Got nerdsniped by a request from @thisismissem.social and made a little visualizer tool demonstrating the various ways you can represent "how long is this string?" in Unicode:

https://data.runhello.com/bs-limits/

- Bytes (in the standard UTF-8 recording)
- UTF-16 (irrelevant except in JS, where it's relevant)
- Codepoints (unicode characters)
- Grapheme clusters (the visual "characters" you see on screen)

And how the divergence of the two relates to Bluesky's "unusual" post limit rules.

Unicode demo

Show thread

mcc Feb 20

Based on this visualizer I issue you a challenge.

Bluesky's post limits work like this: You can fit 3000 bytes OR 300 graphemes, whichever is less. I thought at first that hitting the byte limit would be nigh impossible, but it turns out to be pretty easy with emoji: 🤷🏾‍♀️ is 1 grapheme but 17! bytes, thanks to stringing an emoji, a skintone, a gender, and two ZWJs.

My challenge: Can you hit the 3000 byte limit, without hitting the 300 grapheme limit, using only *natural human text*, any language?

Show thread

mcc Feb 20

In other words, can you top out Bluesky's byte limit by writing in a human language, not relying on emoji or proto-emoji like ☪? And if not, what human text comes closest— has *largest* ratio of byte-length to grapheme-length?
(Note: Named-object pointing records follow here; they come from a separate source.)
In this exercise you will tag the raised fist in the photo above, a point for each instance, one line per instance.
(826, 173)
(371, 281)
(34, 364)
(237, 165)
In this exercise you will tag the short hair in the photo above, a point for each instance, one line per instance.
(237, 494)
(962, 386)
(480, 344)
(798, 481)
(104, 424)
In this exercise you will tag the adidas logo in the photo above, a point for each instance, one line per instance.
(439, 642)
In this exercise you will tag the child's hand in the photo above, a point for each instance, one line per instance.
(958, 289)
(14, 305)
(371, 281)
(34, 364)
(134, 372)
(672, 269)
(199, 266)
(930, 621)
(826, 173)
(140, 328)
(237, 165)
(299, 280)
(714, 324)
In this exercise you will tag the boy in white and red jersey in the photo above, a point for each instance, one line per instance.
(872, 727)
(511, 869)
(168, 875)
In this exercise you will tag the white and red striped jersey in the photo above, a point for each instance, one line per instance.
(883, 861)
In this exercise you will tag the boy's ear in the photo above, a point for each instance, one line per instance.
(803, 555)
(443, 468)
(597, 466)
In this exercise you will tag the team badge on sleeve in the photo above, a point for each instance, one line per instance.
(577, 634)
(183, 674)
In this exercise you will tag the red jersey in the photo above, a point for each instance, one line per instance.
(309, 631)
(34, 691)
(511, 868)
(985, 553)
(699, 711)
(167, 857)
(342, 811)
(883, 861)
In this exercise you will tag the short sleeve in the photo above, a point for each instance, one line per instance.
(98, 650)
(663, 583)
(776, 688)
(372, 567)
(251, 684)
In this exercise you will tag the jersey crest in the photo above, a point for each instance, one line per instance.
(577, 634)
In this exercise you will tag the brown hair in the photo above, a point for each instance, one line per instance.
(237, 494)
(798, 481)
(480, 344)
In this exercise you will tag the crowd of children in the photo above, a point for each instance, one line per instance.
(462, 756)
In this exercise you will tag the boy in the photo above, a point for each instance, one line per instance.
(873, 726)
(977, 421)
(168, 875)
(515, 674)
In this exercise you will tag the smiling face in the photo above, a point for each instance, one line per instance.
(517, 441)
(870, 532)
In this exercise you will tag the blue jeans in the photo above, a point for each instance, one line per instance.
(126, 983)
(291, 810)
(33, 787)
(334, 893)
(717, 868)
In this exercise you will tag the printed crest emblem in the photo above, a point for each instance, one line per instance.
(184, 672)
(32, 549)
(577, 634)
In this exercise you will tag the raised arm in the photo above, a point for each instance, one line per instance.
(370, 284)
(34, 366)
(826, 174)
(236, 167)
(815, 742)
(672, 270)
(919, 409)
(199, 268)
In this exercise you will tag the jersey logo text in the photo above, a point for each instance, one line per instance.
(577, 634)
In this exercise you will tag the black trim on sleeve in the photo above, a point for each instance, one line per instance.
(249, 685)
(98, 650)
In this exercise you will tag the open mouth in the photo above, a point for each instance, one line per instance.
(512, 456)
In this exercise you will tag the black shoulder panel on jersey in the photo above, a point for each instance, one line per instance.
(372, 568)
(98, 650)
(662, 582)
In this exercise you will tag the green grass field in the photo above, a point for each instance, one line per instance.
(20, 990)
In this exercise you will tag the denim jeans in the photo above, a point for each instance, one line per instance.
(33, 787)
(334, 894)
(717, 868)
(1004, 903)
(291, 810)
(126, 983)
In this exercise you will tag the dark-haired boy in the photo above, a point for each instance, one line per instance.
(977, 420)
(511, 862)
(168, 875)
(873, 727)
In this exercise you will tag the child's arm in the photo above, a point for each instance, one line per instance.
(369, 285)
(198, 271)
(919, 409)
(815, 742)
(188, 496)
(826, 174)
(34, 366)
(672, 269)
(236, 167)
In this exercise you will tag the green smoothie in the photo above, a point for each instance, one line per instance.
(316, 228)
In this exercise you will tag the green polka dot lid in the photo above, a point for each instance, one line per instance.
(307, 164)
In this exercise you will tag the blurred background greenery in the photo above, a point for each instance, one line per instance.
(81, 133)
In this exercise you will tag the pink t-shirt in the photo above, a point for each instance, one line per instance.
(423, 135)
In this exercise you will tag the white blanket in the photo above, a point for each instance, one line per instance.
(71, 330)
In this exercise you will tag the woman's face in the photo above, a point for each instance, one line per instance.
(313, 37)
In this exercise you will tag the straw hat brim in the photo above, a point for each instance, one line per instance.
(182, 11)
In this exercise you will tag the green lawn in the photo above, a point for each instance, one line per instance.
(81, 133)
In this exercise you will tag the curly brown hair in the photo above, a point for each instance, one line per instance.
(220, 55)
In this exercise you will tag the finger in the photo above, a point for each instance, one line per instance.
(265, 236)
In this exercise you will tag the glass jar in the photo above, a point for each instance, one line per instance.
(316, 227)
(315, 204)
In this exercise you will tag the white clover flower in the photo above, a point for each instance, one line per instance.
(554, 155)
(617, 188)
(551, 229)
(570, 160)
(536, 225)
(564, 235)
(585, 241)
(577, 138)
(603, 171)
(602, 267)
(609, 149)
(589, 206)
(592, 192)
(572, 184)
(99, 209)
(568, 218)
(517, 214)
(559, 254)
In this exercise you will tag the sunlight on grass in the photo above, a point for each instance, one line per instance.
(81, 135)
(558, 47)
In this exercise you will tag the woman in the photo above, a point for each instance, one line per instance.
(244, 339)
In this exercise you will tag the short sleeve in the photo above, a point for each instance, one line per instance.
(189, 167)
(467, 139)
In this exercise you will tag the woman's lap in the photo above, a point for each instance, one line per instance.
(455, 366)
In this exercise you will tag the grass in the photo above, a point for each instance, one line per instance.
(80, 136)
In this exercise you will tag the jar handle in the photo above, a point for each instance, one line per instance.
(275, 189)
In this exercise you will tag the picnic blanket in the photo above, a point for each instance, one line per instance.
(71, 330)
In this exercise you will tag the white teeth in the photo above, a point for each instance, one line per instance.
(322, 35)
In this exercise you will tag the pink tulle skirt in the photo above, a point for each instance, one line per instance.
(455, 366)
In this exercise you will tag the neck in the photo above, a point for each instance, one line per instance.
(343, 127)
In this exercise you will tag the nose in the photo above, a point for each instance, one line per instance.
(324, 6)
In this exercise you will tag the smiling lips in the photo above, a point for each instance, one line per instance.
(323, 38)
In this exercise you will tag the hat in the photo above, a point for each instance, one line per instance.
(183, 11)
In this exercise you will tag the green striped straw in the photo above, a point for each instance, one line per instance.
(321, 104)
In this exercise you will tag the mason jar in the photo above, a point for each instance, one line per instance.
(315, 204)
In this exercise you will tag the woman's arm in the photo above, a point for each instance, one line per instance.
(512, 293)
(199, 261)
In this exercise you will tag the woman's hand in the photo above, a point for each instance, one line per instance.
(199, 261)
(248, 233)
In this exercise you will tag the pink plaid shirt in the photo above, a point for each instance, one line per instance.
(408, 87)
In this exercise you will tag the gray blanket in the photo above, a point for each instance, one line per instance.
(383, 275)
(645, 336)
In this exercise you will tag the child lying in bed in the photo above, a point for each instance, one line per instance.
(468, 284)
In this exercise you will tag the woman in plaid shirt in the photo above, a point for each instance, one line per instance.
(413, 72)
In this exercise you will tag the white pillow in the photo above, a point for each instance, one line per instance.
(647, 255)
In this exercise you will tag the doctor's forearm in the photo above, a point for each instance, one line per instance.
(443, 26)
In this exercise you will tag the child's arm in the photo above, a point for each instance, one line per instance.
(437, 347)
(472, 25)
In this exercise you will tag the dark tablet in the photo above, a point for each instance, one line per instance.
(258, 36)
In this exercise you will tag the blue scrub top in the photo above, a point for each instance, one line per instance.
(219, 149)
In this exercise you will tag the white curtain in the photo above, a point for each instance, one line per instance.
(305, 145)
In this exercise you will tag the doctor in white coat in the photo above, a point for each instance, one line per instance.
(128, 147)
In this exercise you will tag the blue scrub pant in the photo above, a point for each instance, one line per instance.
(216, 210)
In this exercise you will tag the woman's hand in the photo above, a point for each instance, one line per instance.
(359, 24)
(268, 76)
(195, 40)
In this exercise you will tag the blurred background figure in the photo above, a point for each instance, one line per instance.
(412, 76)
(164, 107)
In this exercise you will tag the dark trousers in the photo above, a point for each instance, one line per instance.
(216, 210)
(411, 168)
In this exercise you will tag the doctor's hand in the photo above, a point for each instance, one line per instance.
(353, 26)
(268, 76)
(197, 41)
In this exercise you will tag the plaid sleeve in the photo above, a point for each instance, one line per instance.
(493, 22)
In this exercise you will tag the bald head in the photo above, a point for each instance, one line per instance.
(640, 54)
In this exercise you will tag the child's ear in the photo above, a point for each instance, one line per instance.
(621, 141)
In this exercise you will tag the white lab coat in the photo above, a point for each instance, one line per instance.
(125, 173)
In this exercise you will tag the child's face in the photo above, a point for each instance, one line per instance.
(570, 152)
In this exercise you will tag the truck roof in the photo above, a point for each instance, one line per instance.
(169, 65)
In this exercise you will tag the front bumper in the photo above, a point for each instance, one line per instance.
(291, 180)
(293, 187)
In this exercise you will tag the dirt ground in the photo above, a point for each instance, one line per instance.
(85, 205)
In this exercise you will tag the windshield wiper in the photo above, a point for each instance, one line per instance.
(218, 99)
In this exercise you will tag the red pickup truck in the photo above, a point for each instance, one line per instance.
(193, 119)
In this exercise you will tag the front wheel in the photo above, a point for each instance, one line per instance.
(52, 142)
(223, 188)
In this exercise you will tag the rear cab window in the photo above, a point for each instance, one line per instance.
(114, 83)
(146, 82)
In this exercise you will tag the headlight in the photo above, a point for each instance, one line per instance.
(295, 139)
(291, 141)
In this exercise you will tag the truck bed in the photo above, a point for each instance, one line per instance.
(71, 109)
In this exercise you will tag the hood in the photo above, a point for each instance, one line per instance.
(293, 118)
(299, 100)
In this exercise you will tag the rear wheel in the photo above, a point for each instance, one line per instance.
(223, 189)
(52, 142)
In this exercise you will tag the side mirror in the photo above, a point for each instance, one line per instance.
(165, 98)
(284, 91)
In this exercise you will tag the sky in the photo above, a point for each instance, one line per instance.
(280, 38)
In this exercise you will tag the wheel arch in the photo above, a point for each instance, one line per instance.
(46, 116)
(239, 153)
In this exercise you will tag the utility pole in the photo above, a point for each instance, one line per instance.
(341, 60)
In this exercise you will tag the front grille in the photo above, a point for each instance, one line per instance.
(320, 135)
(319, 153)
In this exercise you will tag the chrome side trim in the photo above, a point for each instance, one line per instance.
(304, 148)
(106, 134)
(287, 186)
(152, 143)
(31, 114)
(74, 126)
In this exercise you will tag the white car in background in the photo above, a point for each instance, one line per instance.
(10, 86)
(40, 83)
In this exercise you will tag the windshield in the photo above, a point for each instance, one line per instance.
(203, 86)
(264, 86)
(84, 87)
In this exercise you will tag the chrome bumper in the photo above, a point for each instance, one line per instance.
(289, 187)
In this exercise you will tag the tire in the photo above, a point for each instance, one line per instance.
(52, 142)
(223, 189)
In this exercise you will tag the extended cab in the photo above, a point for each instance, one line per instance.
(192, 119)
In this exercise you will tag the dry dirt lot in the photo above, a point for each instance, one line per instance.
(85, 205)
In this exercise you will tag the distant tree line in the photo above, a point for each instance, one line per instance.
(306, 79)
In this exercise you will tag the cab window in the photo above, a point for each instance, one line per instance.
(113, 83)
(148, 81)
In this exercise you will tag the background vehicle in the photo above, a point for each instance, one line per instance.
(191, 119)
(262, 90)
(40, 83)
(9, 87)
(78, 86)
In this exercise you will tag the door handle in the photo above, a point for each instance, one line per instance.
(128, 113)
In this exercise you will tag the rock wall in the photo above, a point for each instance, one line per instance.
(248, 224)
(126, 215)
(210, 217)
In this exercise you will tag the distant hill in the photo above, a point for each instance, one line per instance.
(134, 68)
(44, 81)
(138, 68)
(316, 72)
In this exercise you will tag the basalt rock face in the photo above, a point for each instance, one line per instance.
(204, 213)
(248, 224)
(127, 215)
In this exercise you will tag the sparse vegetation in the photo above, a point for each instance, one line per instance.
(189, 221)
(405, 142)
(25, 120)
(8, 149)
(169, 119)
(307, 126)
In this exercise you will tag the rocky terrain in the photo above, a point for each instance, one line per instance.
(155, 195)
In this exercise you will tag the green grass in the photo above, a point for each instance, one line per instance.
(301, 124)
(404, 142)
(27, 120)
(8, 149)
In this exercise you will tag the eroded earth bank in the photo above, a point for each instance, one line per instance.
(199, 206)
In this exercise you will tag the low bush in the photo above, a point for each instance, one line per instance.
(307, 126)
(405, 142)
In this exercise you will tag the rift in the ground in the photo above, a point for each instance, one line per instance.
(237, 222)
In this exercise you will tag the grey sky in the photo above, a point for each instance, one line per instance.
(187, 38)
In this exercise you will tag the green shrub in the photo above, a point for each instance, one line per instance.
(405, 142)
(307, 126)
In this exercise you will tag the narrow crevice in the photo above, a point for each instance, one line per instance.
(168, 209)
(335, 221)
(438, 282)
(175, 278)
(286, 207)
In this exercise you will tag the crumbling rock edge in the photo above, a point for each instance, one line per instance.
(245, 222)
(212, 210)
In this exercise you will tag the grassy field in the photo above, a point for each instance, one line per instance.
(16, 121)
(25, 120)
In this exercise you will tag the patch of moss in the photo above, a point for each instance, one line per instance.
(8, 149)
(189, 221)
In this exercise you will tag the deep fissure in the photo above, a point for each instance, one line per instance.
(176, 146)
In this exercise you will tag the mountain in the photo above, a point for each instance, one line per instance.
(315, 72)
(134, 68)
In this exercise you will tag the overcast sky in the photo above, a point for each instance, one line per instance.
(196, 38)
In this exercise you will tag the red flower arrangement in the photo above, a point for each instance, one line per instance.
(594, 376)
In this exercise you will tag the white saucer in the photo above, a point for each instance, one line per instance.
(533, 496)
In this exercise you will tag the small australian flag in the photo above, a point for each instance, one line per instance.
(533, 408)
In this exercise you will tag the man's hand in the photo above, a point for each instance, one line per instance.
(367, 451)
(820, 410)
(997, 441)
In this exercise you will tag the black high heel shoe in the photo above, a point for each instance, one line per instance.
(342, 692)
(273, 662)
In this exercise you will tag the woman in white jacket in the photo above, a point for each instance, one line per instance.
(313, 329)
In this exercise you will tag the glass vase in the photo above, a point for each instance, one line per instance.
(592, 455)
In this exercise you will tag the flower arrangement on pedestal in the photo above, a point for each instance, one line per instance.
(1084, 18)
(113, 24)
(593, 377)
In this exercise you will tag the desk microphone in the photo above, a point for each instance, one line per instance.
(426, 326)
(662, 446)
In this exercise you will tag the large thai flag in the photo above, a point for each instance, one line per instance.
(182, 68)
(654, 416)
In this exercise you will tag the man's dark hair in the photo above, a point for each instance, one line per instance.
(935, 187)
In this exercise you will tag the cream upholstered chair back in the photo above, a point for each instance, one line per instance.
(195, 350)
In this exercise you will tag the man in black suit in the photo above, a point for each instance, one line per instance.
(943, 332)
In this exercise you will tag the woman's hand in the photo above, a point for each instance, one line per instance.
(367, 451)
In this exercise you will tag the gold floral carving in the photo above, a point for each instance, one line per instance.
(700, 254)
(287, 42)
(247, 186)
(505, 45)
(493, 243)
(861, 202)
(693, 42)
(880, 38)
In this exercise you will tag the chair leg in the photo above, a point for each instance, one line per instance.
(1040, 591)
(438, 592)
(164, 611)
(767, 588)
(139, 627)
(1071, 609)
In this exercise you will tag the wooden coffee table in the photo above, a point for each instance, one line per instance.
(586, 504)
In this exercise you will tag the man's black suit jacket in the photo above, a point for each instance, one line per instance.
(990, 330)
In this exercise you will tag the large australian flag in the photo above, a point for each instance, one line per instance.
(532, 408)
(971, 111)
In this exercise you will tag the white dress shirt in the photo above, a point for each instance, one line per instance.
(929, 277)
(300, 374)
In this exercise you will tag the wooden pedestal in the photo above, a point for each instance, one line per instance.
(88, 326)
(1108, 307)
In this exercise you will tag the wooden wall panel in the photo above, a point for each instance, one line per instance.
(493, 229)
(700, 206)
I'm guessing the leading candidates would be:

- Vietnamese, as far as I know the diacritic-est language on earth;
- Chinese, assuming you can stick only to four-byte characters;
- Archaic korean— oh, but this one's *complicated*, so I'll have to explain in the next post—

Show thread

mal3aby Feb 20

@mcc Hindi's got to be pretty good. "नमस्ते" (namaste) clocks in at 18 bytes for 3 gcs; of that the "-ste" alone (स्ते) is 12 bytes for 1gc. "पास्त्रामी" (pastrami - I'm just thinking of random words here) is 30 bytes for still 3 gcs. I'm sure someone who actually knows Hindi could do much better here!

Show thread

mal3aby Feb 20

@mcc (It will do well because, very roughly, consonants that don't have a vowel in between end up being a ligature, and by default consonants have a built-in "-a" vowel that takes an extra codepoint to remove - and then non-a vowels are also handled as ligatures. So you end up with complex ligatures that take a lot of bytes to construct.)

Show thread

Frédéric Grosshans Feb 20

@mal3aby @mcc But then, Hindi uses Devanagari which is (rightfully) in the BMP. I guess the same strategy would work better with the ancient and/or minority Indic scripts from the SMP, which have essentially the same encoding model, since the scripts are related, with grapheme clusters, but codepoints in the range 11xyz which need 4 bytes/codepoint in UTF8

Show thread

mal3aby

@fgrosshans @mcc Ooh, good point! I'd twigged that the other Indic scripts would also do well, having the same structure, but it hadn't occurred to me that they have a bytes advantage, too. (Even as I was sitting there thinking Arabic had an unfair disadvantage with its characters taking only 2 UTF8 bytes instead of 3!)